One question I often ask clients is:  “What percentage of your waking hours do you spend thinking about food and your body image?” When I first started asking this question I was surprised at the responses I received - I knew that diet culture was pervasive, but I didn’t know the extent it influenced the day-to-day life of people. So, I want to ask you the same question.

 

What percentage of your waking hours do you spend thinking about food and your body image?

This question is an opportunity to step back and look at the big picture. If you found that your percentage was fairly high, it might mean that your food and body image thoughts could use some quieting.

 

Some other questions you may ask yourself to help you decipher whether or not your food and body image thoughts are helpful or unhelpful are:

  • Do you allow food or exercise rules decipher whether or not you participate in different social events with friends or family?
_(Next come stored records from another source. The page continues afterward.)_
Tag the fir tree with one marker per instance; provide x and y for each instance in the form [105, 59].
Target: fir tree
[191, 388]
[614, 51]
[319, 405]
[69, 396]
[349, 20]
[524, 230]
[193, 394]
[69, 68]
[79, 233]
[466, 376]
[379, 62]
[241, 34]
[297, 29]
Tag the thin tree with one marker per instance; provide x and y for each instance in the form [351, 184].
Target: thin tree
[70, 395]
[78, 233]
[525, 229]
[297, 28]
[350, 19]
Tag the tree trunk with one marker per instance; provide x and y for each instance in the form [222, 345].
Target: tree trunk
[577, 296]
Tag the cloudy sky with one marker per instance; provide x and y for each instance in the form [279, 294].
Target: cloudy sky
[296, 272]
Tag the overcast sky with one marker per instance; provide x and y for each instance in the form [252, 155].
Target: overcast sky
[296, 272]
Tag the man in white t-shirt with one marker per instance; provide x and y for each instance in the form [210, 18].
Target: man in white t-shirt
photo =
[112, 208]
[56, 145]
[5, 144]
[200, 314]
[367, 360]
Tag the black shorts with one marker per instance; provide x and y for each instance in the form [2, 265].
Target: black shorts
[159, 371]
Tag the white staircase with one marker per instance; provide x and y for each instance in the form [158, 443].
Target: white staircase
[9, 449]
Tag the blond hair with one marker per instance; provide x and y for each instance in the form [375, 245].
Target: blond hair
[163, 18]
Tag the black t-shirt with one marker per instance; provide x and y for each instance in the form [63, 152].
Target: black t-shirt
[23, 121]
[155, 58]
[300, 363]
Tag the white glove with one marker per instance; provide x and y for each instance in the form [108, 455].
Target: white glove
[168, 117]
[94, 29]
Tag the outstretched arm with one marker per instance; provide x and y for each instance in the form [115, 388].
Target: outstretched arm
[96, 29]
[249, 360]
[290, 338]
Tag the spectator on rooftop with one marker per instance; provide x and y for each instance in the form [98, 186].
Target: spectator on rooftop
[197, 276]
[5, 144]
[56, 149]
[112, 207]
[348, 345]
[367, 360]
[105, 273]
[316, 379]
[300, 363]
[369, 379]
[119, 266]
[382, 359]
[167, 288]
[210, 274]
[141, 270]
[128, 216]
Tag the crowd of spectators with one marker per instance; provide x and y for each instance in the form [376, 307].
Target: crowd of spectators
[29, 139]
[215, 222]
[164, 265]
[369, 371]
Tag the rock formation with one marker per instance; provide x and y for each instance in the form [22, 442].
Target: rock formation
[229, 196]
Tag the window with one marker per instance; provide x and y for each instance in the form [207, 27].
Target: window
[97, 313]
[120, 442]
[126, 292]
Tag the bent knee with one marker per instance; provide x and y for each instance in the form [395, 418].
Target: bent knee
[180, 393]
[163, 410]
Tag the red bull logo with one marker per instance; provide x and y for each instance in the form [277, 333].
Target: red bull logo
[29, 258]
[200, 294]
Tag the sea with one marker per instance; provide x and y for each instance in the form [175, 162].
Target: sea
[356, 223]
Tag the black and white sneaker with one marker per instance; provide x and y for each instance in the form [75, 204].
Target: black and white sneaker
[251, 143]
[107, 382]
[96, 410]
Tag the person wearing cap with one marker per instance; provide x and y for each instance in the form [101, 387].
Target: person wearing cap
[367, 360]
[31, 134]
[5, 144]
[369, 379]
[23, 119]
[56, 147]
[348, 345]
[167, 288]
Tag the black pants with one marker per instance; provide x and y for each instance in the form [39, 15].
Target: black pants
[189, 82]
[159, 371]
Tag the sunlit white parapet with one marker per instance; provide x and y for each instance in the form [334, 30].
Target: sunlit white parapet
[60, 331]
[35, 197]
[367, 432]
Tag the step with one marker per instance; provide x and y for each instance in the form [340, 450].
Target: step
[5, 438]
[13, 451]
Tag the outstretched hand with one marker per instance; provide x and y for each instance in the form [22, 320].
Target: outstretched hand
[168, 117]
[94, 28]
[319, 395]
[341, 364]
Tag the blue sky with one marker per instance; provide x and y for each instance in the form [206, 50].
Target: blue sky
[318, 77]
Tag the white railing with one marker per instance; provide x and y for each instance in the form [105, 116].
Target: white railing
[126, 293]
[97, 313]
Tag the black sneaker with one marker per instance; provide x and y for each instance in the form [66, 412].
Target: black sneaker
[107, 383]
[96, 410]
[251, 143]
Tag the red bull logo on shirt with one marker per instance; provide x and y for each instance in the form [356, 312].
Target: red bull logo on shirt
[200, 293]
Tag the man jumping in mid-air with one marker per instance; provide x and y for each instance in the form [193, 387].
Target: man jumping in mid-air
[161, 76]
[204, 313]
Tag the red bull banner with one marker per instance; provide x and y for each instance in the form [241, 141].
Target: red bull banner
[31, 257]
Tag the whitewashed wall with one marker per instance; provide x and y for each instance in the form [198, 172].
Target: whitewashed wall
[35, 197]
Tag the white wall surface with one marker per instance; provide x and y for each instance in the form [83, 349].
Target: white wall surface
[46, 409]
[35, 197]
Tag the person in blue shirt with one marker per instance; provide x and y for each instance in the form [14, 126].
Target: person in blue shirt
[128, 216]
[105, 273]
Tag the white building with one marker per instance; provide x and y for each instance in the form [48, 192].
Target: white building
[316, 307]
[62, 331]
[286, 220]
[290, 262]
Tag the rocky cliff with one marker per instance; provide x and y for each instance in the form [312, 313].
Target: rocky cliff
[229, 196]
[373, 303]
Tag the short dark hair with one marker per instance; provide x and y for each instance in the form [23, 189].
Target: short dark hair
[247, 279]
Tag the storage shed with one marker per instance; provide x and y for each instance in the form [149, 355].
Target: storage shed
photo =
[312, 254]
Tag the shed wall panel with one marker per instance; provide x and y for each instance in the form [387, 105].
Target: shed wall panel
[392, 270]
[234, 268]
  • Do your conversations with others often revolve around the latest diet trends, your newest exercise regimen, or how you feel in your body?

  • Does a change in your eating or exercise plan for the day leave you feeling like a failure?

If your answer was “yes” to any of these questions, it might be a sign that things have gone to far.

 

Don’t stress, I have a few ideas to help you quiet the noise and start creating a more peaceful conversation with yourself.

  1. If you weren’t spending x percentage of time thinking about food and body image, what would could you spend your time thinking about? Write those things down and slowly start intentionally thinking about them.

  2. If you’re tracking (i.e. writing down) everything you eat or your exercise patterns, consider stopping. I know it might seem difficult, but this can contribute to feelings of shame or guilt when plans change.

  3. Be aware of the information you’re consuming and get curious about it. Don’t believe everything you hear and know that what works for someone else, might not be the best option for you.

 

Start quieting the diet culture noise today and change the internal conversation you’re having with yourself. You deserve to live a life that is infiltrated with thoughts that are meaningful to you.